Fantasia reiterated that sentiment in her speech on Thursday. Per Variety, she said, "I've been through some things I haven't been afraid to share. Sometimes we don't want to share what we go through, but I knew that my tests were part of my testimony, and I knew that my testimony would help a lot of people."
"I want to thank Celie," she went on. "I didn't want to play this role again, because I knew this role would bring up some certain things in my life that I thought I was over, but I think I just suppressed. So when they called me I said 'I cannot do it. I'm married. I'm happy. No thanks.' But I had to for every young lady that has been through some of the things that I've been through. Not even the young ladies, there are some ladies that are a lot older than me that say, 'Thank you for sharing your story.'"
Fantasia concluded on a message of hope, dedicating her award to Celie, her own daughter, and "every young lady that's going to go through some things. But it does not matter what you go through, baby. We fall down but we get back up. You Google me. I fell but I got back up!"
Fantasia previously opened up to ET about her hesitation to reprise her role as Celie for the musical film. Last April, the singer said, "My life at that time was all over the place. So, carrying Celie's weight and my weight was not fun. And I remember saying in interviews and radio stations, when they would ask me, I said, 'Well, I did it, but I'll never do it again."
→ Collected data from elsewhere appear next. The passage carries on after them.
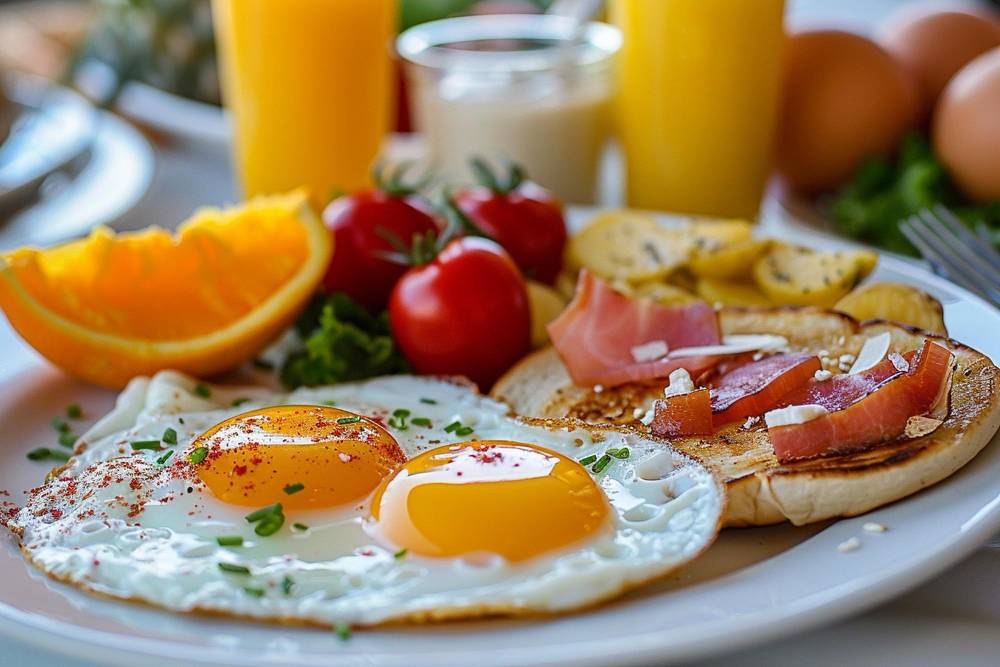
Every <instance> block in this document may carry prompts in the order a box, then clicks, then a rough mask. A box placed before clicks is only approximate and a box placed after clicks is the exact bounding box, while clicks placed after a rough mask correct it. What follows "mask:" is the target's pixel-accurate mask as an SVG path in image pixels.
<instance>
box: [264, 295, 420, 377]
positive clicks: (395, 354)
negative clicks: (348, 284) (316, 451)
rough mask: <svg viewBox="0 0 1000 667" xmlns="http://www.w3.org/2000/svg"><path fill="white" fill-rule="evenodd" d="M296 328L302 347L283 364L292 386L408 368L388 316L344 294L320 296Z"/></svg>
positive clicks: (386, 313)
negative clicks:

Enter Scott Sanders, one of The Color Purple's producers who called Fantasia about the role, but she already had her answer prepared.
"'I can't go back, I can't do that again, Scott'" Fantasia recalled telling Sanders. "And he says, 'Listen, I know where you are in your life right now. I see that you're married. I'm so proud of you and I'm so happy. But, there's no one else that can do this. We need you to do this.'"
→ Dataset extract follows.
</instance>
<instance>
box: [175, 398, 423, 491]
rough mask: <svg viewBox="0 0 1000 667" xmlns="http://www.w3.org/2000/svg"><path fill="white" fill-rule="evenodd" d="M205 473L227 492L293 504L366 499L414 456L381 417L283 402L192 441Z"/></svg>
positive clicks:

Suffice it to say, Fantasia is glad she came on board. "It's going to be absolutely amazing," she said. "I'm glad that I didn't allow that door to close. I talked it over with my whole entire family and everybody kept saying, 'I think you should do it.'"
But being on the set of The Color Purple triggered a roller coaster of emotions for the star.
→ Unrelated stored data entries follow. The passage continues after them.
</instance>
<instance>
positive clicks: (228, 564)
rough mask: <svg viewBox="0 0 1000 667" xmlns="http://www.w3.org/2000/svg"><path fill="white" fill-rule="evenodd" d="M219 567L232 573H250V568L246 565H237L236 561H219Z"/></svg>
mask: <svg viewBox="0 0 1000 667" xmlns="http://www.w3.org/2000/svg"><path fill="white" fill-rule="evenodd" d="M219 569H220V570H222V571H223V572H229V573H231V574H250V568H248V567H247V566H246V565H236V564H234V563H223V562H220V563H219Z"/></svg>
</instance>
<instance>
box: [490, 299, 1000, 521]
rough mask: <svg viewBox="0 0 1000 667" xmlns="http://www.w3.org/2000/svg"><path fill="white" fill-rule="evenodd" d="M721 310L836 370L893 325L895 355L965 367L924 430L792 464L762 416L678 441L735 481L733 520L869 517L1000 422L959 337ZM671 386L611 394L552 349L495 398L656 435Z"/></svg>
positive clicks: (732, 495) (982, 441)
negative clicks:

"It's been hard on set, it's been funny on set, it's been emotional on set, it's been cold, it's been hot," she said. "I will say this too -- some of the places that we are filming has been heavy, because literally we have slave homes that have been there for years behind us. We can feel our ancestors. So, it's heavy. But it also reminds us that they paved the way for us. It also reminds us how far -- to be an all-Black cast -- we want to push the heavens for our ancestors and for our generation today."
The Color Purple opens in theaters on Dec. 25.